President Obama’s May 10 speech in El Paso moved immigration reform back into the political spotlight, and with it the perennial debate about the H-1B visa, which is heavily used both in academe to recruit postdocs and in the IT industry to import workers and for outsourcing. Though many argue that admitting technically trained foreigners on temporary work permits benefits the United States, Ron Hira, associate professor of public policy at Rochester Institute of Technology, says that just the opposite is true. “Instead of providing foreign workers who complement the American workforce, employers are bringing in workers who substitute for Americans,” he told the Economic Times, a leading Indian publication.
Beryl Lieff Benderly
Echoing remarks he made in March 31 testimony before the House Judiciary Committee’s Subcommittee on Immigration Policy and Enforcement, Hira said, “It is wrong to equate the profits of U.S.-based companies with America’s national interest.” In the Economic Times interview he also quoted former U.S. Rep.
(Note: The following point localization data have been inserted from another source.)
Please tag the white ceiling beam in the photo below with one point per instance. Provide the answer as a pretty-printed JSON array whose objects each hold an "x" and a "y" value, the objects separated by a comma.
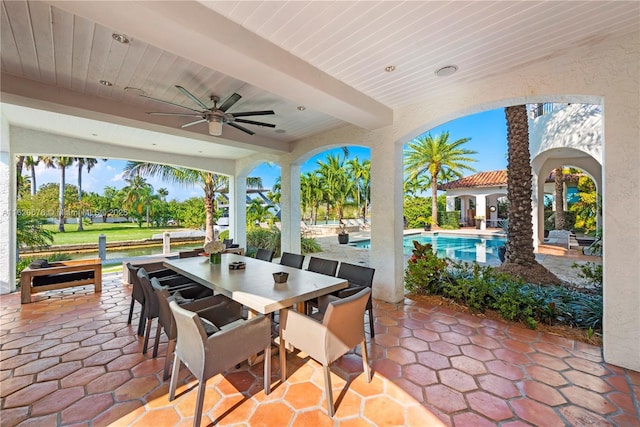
[{"x": 191, "y": 30}]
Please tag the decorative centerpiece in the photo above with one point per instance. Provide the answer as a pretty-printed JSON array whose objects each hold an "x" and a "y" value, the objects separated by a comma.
[
  {"x": 214, "y": 248},
  {"x": 280, "y": 277}
]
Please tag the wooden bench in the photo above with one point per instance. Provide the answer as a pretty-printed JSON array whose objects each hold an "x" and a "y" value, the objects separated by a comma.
[{"x": 60, "y": 275}]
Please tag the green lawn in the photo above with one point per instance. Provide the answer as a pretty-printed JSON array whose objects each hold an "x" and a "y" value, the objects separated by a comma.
[{"x": 114, "y": 233}]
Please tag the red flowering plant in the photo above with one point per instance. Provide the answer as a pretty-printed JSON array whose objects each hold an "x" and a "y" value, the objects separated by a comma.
[{"x": 425, "y": 272}]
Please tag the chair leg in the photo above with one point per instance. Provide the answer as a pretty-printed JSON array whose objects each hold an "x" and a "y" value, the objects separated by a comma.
[
  {"x": 328, "y": 391},
  {"x": 146, "y": 336},
  {"x": 174, "y": 377},
  {"x": 142, "y": 321},
  {"x": 156, "y": 341},
  {"x": 133, "y": 301},
  {"x": 202, "y": 387},
  {"x": 365, "y": 360},
  {"x": 283, "y": 360},
  {"x": 267, "y": 370},
  {"x": 167, "y": 360}
]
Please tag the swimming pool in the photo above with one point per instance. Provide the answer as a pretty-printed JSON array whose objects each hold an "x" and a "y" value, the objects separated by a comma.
[{"x": 483, "y": 249}]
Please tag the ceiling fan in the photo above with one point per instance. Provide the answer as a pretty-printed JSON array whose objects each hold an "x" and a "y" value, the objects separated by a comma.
[{"x": 216, "y": 115}]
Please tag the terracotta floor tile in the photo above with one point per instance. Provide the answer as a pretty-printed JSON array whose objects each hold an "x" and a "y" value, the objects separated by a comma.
[
  {"x": 59, "y": 371},
  {"x": 14, "y": 384},
  {"x": 419, "y": 374},
  {"x": 271, "y": 414},
  {"x": 536, "y": 413},
  {"x": 444, "y": 398},
  {"x": 57, "y": 401},
  {"x": 383, "y": 411},
  {"x": 82, "y": 376},
  {"x": 588, "y": 399},
  {"x": 421, "y": 353},
  {"x": 303, "y": 395},
  {"x": 542, "y": 393}
]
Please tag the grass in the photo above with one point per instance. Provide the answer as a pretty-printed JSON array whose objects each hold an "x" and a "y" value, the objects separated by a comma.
[{"x": 113, "y": 232}]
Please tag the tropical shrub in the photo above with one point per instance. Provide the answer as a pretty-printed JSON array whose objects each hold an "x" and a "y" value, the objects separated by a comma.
[{"x": 483, "y": 287}]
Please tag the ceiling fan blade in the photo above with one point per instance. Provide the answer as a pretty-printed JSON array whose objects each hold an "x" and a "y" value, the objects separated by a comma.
[
  {"x": 228, "y": 103},
  {"x": 191, "y": 97},
  {"x": 169, "y": 103},
  {"x": 251, "y": 122},
  {"x": 243, "y": 129},
  {"x": 153, "y": 113},
  {"x": 193, "y": 123},
  {"x": 253, "y": 113}
]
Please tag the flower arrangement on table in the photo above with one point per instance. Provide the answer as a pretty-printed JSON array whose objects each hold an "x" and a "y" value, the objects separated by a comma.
[{"x": 214, "y": 248}]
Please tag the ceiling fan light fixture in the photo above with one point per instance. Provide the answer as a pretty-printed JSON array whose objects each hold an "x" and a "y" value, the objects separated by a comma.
[{"x": 215, "y": 126}]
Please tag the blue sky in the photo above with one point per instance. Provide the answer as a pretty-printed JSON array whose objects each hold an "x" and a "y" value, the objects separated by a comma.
[{"x": 487, "y": 130}]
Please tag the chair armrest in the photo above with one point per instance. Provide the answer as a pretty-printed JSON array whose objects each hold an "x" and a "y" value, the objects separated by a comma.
[
  {"x": 351, "y": 290},
  {"x": 305, "y": 333}
]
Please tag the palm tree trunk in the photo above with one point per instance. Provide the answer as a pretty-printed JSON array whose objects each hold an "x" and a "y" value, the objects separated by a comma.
[
  {"x": 34, "y": 187},
  {"x": 434, "y": 200},
  {"x": 80, "y": 226},
  {"x": 61, "y": 199},
  {"x": 559, "y": 198}
]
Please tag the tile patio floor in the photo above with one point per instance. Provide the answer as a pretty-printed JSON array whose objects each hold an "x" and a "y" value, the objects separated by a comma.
[{"x": 71, "y": 359}]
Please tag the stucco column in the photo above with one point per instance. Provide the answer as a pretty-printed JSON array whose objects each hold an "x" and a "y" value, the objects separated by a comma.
[
  {"x": 238, "y": 209},
  {"x": 481, "y": 210},
  {"x": 7, "y": 212},
  {"x": 386, "y": 221},
  {"x": 621, "y": 201},
  {"x": 290, "y": 215}
]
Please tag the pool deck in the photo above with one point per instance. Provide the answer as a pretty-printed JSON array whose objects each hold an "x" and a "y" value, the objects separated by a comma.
[{"x": 557, "y": 259}]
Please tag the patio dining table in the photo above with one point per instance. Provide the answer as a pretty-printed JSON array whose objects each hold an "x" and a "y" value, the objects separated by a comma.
[{"x": 254, "y": 286}]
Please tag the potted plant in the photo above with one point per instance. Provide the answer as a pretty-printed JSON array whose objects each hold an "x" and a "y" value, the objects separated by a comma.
[
  {"x": 343, "y": 236},
  {"x": 426, "y": 222}
]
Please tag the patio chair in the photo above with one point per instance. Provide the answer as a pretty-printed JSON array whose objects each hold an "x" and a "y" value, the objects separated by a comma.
[
  {"x": 265, "y": 254},
  {"x": 327, "y": 267},
  {"x": 341, "y": 329},
  {"x": 185, "y": 294},
  {"x": 359, "y": 277},
  {"x": 208, "y": 355},
  {"x": 137, "y": 294},
  {"x": 217, "y": 309},
  {"x": 292, "y": 260}
]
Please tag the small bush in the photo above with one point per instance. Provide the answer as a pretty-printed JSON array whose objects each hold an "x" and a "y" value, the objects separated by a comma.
[{"x": 482, "y": 287}]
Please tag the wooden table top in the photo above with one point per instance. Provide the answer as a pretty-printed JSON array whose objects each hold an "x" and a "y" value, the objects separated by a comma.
[{"x": 254, "y": 286}]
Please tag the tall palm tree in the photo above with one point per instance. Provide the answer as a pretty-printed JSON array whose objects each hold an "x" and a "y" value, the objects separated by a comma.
[
  {"x": 210, "y": 183},
  {"x": 437, "y": 158},
  {"x": 89, "y": 163},
  {"x": 62, "y": 163},
  {"x": 519, "y": 258},
  {"x": 31, "y": 162},
  {"x": 559, "y": 184}
]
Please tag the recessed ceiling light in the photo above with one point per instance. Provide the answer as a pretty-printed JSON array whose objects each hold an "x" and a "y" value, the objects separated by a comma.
[
  {"x": 133, "y": 90},
  {"x": 121, "y": 38},
  {"x": 446, "y": 70}
]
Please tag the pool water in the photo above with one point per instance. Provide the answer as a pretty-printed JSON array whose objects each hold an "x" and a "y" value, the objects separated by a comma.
[{"x": 483, "y": 249}]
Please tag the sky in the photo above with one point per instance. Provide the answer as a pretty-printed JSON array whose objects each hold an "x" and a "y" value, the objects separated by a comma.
[{"x": 487, "y": 132}]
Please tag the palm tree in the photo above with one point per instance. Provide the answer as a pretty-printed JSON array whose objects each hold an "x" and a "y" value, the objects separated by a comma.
[
  {"x": 89, "y": 163},
  {"x": 210, "y": 183},
  {"x": 31, "y": 162},
  {"x": 62, "y": 163},
  {"x": 361, "y": 173},
  {"x": 559, "y": 184},
  {"x": 519, "y": 257},
  {"x": 437, "y": 158}
]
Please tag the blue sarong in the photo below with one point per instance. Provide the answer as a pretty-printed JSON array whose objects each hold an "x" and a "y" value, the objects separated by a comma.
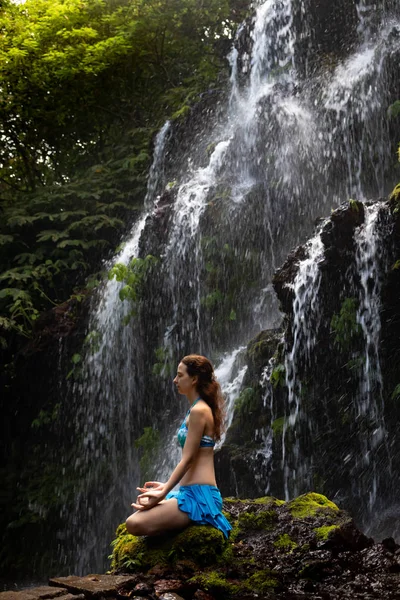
[{"x": 203, "y": 504}]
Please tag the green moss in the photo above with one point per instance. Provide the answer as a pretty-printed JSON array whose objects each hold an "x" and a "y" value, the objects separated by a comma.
[
  {"x": 394, "y": 197},
  {"x": 268, "y": 500},
  {"x": 353, "y": 204},
  {"x": 310, "y": 505},
  {"x": 344, "y": 325},
  {"x": 323, "y": 533},
  {"x": 278, "y": 376},
  {"x": 265, "y": 520},
  {"x": 247, "y": 401},
  {"x": 262, "y": 581},
  {"x": 284, "y": 542},
  {"x": 203, "y": 543},
  {"x": 215, "y": 583},
  {"x": 181, "y": 113},
  {"x": 277, "y": 426}
]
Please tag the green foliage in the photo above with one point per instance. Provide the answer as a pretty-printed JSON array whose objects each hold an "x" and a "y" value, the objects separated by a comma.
[
  {"x": 324, "y": 532},
  {"x": 203, "y": 543},
  {"x": 310, "y": 505},
  {"x": 396, "y": 392},
  {"x": 84, "y": 84},
  {"x": 344, "y": 325},
  {"x": 148, "y": 443},
  {"x": 354, "y": 205},
  {"x": 247, "y": 401},
  {"x": 133, "y": 276},
  {"x": 285, "y": 543},
  {"x": 263, "y": 520}
]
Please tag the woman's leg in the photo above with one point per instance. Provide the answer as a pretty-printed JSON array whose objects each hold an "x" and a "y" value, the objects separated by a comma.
[{"x": 162, "y": 517}]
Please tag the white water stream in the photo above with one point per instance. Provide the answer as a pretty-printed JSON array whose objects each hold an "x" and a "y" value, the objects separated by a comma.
[{"x": 283, "y": 152}]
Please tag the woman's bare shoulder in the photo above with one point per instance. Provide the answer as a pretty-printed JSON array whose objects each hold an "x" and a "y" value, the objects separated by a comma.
[{"x": 201, "y": 407}]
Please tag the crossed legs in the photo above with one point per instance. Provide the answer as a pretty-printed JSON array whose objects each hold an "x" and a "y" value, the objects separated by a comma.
[{"x": 161, "y": 518}]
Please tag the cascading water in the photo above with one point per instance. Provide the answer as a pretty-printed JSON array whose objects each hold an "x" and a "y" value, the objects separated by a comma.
[
  {"x": 109, "y": 419},
  {"x": 282, "y": 152},
  {"x": 371, "y": 265},
  {"x": 306, "y": 317}
]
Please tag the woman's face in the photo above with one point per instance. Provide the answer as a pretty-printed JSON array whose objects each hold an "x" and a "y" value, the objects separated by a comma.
[{"x": 183, "y": 381}]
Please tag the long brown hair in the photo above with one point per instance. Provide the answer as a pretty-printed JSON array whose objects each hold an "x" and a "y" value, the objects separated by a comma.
[{"x": 208, "y": 388}]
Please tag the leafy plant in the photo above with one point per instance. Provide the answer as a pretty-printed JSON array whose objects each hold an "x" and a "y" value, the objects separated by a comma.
[
  {"x": 344, "y": 325},
  {"x": 132, "y": 276}
]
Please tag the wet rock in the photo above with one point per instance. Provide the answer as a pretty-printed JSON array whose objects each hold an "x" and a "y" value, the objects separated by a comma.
[
  {"x": 40, "y": 593},
  {"x": 170, "y": 596},
  {"x": 163, "y": 586},
  {"x": 306, "y": 548}
]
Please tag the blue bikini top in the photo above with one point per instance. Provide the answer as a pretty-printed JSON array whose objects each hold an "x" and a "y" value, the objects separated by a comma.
[{"x": 205, "y": 442}]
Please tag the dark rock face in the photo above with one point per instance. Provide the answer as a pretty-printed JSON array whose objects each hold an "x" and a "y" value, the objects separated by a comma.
[
  {"x": 306, "y": 548},
  {"x": 330, "y": 432}
]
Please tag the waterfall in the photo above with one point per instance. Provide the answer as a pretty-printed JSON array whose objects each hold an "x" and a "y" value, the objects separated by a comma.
[
  {"x": 306, "y": 320},
  {"x": 107, "y": 420},
  {"x": 279, "y": 152},
  {"x": 371, "y": 265}
]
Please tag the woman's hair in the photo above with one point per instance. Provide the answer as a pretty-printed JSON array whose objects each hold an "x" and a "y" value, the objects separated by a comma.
[{"x": 208, "y": 388}]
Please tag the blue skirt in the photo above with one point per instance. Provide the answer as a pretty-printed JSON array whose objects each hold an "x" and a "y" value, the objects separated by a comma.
[{"x": 203, "y": 504}]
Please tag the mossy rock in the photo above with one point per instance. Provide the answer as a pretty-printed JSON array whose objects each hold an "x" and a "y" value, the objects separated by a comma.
[
  {"x": 325, "y": 532},
  {"x": 204, "y": 544},
  {"x": 312, "y": 505},
  {"x": 284, "y": 542}
]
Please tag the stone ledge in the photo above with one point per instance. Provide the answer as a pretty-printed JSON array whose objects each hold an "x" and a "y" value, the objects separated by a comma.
[{"x": 40, "y": 593}]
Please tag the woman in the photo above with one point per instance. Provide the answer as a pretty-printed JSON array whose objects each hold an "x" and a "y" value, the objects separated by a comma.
[{"x": 198, "y": 500}]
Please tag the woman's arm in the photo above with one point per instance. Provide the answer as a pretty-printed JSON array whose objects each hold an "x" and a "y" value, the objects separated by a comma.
[{"x": 197, "y": 423}]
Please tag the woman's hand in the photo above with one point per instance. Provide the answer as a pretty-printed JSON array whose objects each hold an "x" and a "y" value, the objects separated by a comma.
[
  {"x": 150, "y": 497},
  {"x": 153, "y": 485}
]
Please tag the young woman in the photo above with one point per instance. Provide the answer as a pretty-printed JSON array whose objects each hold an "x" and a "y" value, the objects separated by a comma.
[{"x": 198, "y": 500}]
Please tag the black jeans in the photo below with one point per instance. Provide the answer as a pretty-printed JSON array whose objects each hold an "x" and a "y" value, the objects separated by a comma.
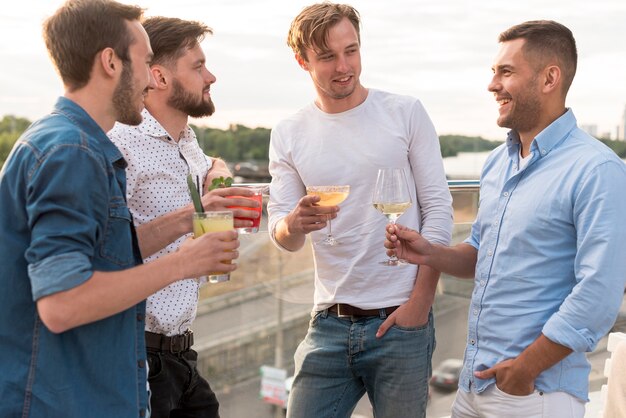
[{"x": 178, "y": 391}]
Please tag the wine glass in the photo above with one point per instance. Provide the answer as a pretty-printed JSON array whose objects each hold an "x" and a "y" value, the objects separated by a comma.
[
  {"x": 329, "y": 196},
  {"x": 392, "y": 198}
]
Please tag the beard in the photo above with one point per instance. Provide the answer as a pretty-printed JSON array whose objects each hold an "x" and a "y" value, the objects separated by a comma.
[
  {"x": 188, "y": 103},
  {"x": 123, "y": 97},
  {"x": 526, "y": 113}
]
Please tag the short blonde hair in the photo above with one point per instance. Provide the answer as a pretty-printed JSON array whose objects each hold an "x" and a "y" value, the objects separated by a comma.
[{"x": 310, "y": 28}]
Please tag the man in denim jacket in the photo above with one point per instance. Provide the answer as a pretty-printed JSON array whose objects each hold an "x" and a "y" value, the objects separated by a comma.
[{"x": 71, "y": 298}]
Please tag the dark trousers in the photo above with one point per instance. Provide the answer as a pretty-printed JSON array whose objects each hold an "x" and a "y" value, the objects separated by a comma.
[{"x": 178, "y": 391}]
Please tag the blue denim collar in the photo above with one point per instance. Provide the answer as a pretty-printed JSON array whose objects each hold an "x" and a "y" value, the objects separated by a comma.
[{"x": 78, "y": 116}]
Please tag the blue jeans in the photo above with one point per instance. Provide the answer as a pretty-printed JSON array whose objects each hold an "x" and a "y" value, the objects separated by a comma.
[{"x": 340, "y": 359}]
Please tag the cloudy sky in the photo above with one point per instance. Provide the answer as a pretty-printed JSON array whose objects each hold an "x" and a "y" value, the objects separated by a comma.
[{"x": 437, "y": 50}]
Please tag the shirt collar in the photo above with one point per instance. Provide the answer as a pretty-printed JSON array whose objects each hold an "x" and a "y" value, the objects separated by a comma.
[
  {"x": 151, "y": 127},
  {"x": 75, "y": 113},
  {"x": 546, "y": 140}
]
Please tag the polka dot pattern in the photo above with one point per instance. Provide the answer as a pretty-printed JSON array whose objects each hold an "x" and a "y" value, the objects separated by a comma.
[{"x": 156, "y": 184}]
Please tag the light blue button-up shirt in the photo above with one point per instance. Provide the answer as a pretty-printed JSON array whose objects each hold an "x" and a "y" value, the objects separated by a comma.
[{"x": 551, "y": 254}]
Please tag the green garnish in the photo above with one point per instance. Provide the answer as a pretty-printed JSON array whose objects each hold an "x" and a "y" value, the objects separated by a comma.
[
  {"x": 195, "y": 194},
  {"x": 220, "y": 182}
]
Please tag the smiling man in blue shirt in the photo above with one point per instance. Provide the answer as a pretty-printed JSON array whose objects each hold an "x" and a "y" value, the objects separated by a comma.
[{"x": 546, "y": 247}]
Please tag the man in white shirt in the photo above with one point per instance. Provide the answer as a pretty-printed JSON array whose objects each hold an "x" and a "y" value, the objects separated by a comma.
[
  {"x": 372, "y": 328},
  {"x": 161, "y": 152}
]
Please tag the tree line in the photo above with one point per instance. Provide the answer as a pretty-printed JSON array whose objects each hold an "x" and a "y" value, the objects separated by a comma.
[{"x": 241, "y": 143}]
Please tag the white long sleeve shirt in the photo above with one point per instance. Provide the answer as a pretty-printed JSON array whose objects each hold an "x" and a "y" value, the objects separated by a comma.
[{"x": 317, "y": 148}]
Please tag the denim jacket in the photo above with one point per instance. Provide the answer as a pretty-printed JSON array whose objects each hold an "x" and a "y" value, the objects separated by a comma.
[{"x": 64, "y": 216}]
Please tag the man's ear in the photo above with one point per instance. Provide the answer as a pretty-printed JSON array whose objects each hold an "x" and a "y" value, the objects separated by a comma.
[
  {"x": 161, "y": 76},
  {"x": 552, "y": 78},
  {"x": 109, "y": 62},
  {"x": 302, "y": 62}
]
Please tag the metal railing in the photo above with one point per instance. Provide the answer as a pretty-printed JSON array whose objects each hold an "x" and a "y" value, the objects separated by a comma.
[{"x": 237, "y": 333}]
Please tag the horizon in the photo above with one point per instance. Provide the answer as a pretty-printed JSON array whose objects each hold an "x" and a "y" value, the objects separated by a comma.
[{"x": 439, "y": 52}]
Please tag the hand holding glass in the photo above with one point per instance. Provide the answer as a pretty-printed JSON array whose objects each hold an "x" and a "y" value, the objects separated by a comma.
[
  {"x": 213, "y": 222},
  {"x": 329, "y": 196},
  {"x": 258, "y": 197},
  {"x": 392, "y": 198}
]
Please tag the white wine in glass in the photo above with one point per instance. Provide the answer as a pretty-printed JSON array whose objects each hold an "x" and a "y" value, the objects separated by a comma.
[
  {"x": 391, "y": 198},
  {"x": 329, "y": 196}
]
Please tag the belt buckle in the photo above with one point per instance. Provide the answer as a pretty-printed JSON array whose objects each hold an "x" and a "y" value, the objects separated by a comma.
[
  {"x": 341, "y": 315},
  {"x": 175, "y": 346}
]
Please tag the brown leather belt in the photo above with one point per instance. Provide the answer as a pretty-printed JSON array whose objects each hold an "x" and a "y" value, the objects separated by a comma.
[
  {"x": 174, "y": 344},
  {"x": 343, "y": 310}
]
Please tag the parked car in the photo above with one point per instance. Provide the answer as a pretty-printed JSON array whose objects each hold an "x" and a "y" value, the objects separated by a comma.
[{"x": 446, "y": 375}]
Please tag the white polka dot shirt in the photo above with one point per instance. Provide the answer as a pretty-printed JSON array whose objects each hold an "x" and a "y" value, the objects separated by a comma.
[{"x": 156, "y": 184}]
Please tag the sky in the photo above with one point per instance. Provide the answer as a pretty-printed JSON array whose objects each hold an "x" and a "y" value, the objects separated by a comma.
[{"x": 439, "y": 51}]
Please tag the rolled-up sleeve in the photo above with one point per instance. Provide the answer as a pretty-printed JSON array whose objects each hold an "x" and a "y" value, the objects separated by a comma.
[
  {"x": 286, "y": 187},
  {"x": 600, "y": 265},
  {"x": 433, "y": 194},
  {"x": 67, "y": 206}
]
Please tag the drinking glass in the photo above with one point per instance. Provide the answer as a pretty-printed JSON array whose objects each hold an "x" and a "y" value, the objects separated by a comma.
[
  {"x": 258, "y": 196},
  {"x": 392, "y": 198},
  {"x": 329, "y": 196},
  {"x": 213, "y": 222}
]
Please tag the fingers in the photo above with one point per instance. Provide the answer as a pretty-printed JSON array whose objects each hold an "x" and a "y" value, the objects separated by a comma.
[
  {"x": 384, "y": 327},
  {"x": 485, "y": 374}
]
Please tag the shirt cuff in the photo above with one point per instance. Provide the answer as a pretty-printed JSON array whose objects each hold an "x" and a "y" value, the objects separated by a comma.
[
  {"x": 58, "y": 273},
  {"x": 559, "y": 331}
]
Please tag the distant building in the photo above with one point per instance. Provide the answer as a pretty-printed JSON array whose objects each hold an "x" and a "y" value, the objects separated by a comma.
[{"x": 590, "y": 129}]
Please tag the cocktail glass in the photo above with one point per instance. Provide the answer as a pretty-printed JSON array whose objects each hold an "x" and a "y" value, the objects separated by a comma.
[{"x": 213, "y": 222}]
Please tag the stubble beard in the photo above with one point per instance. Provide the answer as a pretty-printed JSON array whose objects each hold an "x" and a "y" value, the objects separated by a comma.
[
  {"x": 123, "y": 97},
  {"x": 186, "y": 102}
]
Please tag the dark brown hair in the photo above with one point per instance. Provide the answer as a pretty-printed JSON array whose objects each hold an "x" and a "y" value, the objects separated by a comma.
[
  {"x": 545, "y": 40},
  {"x": 310, "y": 28},
  {"x": 171, "y": 37},
  {"x": 80, "y": 29}
]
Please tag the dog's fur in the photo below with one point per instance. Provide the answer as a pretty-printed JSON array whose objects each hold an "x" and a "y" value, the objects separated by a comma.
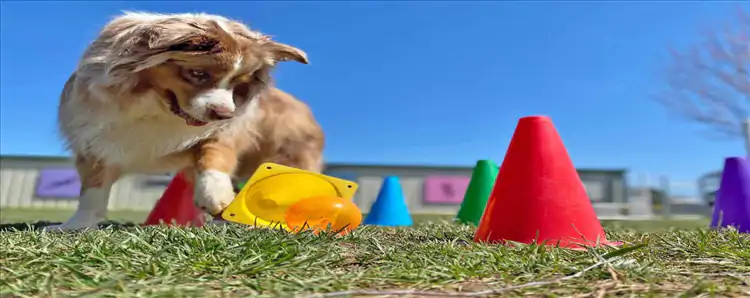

Bruce Morrison (D-CT), one of the creators of the H-1B, as saying “If I knew in 1990 what I know today about the use of [the H-1B] for outsourcing, I wouldn’t have drafted it so that staffing companies of that sort could have used it.”
Incidentally, I happened to hear about Hira’s comments from an American engineer with many years of experience who was recently laid off from his long-term job. “Profits are at record levels,” Hira noted in the interview, “but the labour market is still not creating enough jobs.”